What You Need to Know
- A starting withdrawal rate of 3.8% is “safe” in Morningstar’s model over a 30-year time horizon, meaning it brings a 90% likelihood of not running out of funds.
- Dynamic withdrawal strategies may help retirees consume their portfolios more efficiently, factoring in both portfolio performance and spending.
- However, dynamic strategies bring their own challenges, including significant swings in annual income.
Investors hoping to utilize a “safe” fixed real withdrawal strategy for managing their retirement income can plan to withdraw 3.8% of their portfolio’s value in the first year, according to Morningstar’s newly published report, “The State of Retirement Income: 2022.”
In the newly published analysis, the analysts found that a starting withdrawal rate of 3.8% delivers a 90% success rate (defined here as a 90% likelihood of not running out of funds) over a 30-year time horizon. The analysis assumes a balanced portfolio of 50% stocks and 50% bonds.
While lower than the traditional 4% withdrawal assumption commonly cited by media pundits and financial planners, the new figure is appreciably higher than the 2021 figure, which was 3.3% for a balanced portfolio with a 90% projected success rate.
Taking a Page From Market History
As the Morningstar team explains, history demonstrates that the “right” or “safe” withdrawal rate depends on three key variables: the asset allocation of the portfolio; the market environment that prevails over a retiree’s drawdown period; and the length of the drawdown period.
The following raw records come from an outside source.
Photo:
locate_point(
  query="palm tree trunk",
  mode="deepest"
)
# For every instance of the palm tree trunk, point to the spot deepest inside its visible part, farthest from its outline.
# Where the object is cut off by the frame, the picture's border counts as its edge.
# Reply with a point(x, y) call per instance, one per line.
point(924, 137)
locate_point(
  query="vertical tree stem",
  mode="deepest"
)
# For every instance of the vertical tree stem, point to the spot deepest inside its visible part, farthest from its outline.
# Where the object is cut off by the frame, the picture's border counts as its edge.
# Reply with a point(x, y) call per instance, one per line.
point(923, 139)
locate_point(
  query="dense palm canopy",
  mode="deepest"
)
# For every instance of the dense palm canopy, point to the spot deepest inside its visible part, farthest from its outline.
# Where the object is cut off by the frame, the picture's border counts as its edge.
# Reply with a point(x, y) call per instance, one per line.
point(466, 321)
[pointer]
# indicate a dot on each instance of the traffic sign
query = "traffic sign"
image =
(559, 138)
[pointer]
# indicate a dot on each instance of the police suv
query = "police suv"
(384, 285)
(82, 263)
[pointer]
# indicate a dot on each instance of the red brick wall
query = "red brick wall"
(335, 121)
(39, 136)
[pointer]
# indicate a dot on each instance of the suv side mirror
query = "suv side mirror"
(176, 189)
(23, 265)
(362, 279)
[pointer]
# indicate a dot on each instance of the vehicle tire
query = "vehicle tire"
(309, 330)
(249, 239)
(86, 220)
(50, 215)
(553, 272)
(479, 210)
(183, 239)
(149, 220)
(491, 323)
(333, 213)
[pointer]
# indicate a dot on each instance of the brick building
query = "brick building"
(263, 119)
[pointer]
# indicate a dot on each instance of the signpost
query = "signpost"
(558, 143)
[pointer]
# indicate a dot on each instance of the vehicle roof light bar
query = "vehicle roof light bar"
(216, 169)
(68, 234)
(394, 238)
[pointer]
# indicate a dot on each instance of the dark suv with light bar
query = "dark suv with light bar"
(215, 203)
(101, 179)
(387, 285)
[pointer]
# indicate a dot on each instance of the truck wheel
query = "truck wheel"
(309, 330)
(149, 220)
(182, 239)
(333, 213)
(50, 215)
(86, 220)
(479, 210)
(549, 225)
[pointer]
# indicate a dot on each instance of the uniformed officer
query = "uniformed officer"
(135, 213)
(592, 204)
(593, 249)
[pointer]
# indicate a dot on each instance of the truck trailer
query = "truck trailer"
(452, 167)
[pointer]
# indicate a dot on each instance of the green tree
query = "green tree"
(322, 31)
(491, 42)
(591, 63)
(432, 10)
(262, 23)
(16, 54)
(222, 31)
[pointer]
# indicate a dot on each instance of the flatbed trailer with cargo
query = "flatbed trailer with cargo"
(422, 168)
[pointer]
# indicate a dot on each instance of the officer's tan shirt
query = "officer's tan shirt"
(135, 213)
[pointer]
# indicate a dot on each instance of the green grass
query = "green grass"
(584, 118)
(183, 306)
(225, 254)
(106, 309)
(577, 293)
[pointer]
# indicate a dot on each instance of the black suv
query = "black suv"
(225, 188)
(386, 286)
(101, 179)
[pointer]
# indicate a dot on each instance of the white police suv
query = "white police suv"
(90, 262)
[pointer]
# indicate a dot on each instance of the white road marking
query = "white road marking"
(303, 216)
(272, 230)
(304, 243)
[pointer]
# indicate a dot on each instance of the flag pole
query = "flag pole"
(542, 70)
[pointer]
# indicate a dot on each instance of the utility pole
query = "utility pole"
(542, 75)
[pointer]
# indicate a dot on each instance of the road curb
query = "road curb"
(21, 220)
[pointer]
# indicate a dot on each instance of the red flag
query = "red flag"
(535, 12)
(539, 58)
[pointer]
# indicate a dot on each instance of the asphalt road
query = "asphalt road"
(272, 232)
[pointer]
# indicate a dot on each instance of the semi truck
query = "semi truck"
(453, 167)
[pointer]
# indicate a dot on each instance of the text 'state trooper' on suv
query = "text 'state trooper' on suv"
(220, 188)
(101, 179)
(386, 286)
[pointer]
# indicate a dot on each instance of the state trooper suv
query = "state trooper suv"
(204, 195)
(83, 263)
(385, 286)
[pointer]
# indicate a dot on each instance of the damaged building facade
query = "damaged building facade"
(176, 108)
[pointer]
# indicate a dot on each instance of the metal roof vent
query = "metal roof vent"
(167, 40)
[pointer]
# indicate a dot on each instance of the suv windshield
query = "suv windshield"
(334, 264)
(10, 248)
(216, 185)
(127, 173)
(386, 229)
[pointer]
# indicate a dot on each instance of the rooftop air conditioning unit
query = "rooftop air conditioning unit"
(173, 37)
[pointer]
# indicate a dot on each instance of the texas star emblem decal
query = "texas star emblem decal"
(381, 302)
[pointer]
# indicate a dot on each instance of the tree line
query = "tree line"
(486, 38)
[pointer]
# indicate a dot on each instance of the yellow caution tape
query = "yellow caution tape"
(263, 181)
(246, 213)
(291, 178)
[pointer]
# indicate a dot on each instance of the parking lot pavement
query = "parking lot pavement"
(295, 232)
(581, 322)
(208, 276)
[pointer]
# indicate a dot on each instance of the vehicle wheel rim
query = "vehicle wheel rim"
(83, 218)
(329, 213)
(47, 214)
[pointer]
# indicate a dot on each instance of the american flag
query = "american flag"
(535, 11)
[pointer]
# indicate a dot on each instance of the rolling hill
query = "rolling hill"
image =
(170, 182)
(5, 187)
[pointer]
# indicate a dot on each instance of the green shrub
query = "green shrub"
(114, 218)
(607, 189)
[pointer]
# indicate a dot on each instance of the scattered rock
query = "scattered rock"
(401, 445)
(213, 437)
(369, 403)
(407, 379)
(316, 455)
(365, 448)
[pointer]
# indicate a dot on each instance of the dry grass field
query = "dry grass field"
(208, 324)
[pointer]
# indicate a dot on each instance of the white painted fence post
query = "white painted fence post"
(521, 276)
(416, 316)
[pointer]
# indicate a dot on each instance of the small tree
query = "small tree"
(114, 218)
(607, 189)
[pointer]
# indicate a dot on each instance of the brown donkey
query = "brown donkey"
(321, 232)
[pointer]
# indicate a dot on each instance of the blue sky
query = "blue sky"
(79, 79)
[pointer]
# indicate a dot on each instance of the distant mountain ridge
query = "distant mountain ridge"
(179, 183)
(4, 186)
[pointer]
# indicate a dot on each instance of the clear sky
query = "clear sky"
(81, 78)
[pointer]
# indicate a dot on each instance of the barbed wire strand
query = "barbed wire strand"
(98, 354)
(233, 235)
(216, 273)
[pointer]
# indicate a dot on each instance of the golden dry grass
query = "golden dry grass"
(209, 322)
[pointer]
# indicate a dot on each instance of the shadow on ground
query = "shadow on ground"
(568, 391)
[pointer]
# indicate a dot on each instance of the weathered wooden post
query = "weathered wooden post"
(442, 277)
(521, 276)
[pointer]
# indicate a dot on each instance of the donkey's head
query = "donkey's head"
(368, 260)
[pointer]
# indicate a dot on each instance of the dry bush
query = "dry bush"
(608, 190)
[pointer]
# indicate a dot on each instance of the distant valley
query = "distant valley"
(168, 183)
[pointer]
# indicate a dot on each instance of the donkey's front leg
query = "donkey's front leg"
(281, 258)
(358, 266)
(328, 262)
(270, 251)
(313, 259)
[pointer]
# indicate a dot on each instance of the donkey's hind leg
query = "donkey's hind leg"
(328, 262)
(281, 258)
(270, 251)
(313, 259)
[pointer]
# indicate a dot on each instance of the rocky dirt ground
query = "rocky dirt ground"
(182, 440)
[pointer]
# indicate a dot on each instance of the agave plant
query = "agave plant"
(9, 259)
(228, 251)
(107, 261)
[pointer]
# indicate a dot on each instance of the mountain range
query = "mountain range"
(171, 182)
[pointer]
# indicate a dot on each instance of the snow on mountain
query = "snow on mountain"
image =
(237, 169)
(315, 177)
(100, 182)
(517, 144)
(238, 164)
Looking at all of the rolling 30-year periods from 1930 through 2019, the safe rate ranges from 3.7% for the worst period to 6% for the best.
In general, according to Morningstar, portfolios that maintained balanced or more equity-heavy asset allocations delivered higher returns and, in turn, higher withdrawals than those with more-conservative positioning.
That said, in less-forgiving environments, such as the one that prevailed in the second half of the 1960s and early 1970s, investors with excess equities stood a high chance of exhausting their portfolios by the end of the retirement period if they made annual withdrawals of even 4%.
Overall, according to the analysis, employing a more aggressive equity allocation does not meaningfully improve safe starting withdrawal rates. In fact, investors with shorter time horizons of 10 to 15 years can actually employ a higher withdrawal rate if they’re using a more conservative portfolio mix relative to an equity-heavy one.
This is the case because their returns are smoother and subject to meaningfully less sequence of returns risk.